Une verrière sous le ciel, Lenka Horňáková-Civade, Alma, 2018...,
Fin 1988, une jeune femme, Ana, dix-huit ans à peine, tchèque, sur le quai de la gare de l'est à Paris au retour d'une colonie organisée par le parti, décide de ne pas rentrer chez elle. Elle part, erre dans les rues de la capitale, se retrouve au Père Lachaise, sur la tombe d'Amedeo Modigliani. C'est là que Grofka, une femme belle et étrange lui vient en aide et lui propose d'être hébergée dans l'arrière salle d'un café tenu par Bernard. C'est donc dans ce café que Ana apprendra les coutumes et les habitudes françaises. Sur les conseils de Grofka, elle restera muette, aidera Bernard au café et rencontrera les piliers de ce petit bistrot de quartier.
Un peu long et traînant parfois, ce roman gagne cependant à être découvert et son auteure à être lue. Je l'avais déjà rencontrée dans son précédent et très bon opus Giboulées de soleil. Cette fois-ci encore elle décrit une femme, Ana qui va se découvrir et se révéler au fil des pages. De jeune femme fragile et timide, elle devient une femme avec des envies, des désirs qu'elle compte bien réaliser. Elle s'y autorisera et l'on sent bien, une fois le livre fermé qu'à l'aube de ses vingt ans, l'avenir lui appartient et qu'elle fera tout pour le façonner à ses souhaits.

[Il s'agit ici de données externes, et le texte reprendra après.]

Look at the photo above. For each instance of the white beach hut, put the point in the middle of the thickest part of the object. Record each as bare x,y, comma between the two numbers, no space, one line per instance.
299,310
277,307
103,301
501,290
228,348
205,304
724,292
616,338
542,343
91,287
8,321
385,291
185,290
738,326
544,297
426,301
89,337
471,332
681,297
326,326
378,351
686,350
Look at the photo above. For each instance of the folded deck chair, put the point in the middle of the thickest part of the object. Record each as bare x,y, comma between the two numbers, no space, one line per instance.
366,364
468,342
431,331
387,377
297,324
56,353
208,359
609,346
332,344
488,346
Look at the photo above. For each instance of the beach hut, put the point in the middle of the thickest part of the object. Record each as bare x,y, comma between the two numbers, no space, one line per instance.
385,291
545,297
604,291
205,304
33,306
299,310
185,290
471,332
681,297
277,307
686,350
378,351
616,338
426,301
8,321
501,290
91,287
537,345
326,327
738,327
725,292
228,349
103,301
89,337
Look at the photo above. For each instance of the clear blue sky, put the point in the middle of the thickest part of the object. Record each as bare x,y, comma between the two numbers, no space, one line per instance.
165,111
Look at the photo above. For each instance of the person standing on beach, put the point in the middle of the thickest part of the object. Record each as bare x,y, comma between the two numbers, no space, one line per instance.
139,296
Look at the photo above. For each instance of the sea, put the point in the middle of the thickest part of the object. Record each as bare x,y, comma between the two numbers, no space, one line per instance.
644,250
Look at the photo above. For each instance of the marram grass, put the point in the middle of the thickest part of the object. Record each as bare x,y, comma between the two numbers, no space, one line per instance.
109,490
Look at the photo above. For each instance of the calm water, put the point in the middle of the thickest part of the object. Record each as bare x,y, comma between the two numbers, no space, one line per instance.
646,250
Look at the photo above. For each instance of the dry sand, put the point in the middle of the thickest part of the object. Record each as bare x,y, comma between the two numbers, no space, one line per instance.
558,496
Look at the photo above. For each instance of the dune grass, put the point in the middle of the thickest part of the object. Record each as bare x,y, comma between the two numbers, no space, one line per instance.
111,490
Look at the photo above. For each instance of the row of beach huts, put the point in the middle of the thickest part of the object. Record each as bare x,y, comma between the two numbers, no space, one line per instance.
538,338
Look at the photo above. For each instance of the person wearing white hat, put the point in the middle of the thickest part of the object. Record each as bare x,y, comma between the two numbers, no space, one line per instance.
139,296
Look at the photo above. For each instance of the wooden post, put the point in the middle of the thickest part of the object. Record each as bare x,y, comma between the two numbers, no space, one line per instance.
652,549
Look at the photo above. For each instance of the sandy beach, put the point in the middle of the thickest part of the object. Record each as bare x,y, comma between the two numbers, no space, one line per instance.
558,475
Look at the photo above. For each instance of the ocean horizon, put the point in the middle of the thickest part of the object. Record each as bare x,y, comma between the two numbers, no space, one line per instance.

Lenka Horňáková-Civade écrit de très belles pages sur la création qu'elle soit littéraire ou picturale, car l'un de ses personnages est peintre et la verrière du titre protège son atelier autant qu'elle y fait entrer la lumière. A noter que l'auteure est aussi peintre et née dans l'actuelle république Tchèque, elle parle donc ce de ce qu'elle connaît bien. J'ai bien aimé également les pages sur la manière dont l'éducation, les règles de la société dans laquelle on vit nous forge ; comment ce qui nous est inculqué nous reste à vie, mais que tout cela peut être tempéré ou accentué par les rencontres, ce que l'on apprend des autres. Elle explique bien aussi comment un symbole, une date, un rite particulier d'un pays n'est pas le même dans un autre. Elle prend l'exemple du 1er mai en France et en ex-Tchécoslovaquie où là-bas, il fallait défiler à la gloire du pays.
C'est bien vu, cela permet de changer un peu sa manière de voir les choses, et de se rappeler tout ce que peut nous apporter l'autre, surtout lorsqu'il est étranger, un formidable contre-pied au discours de peur et de haine contre les réfugiés actuels passés et futurs.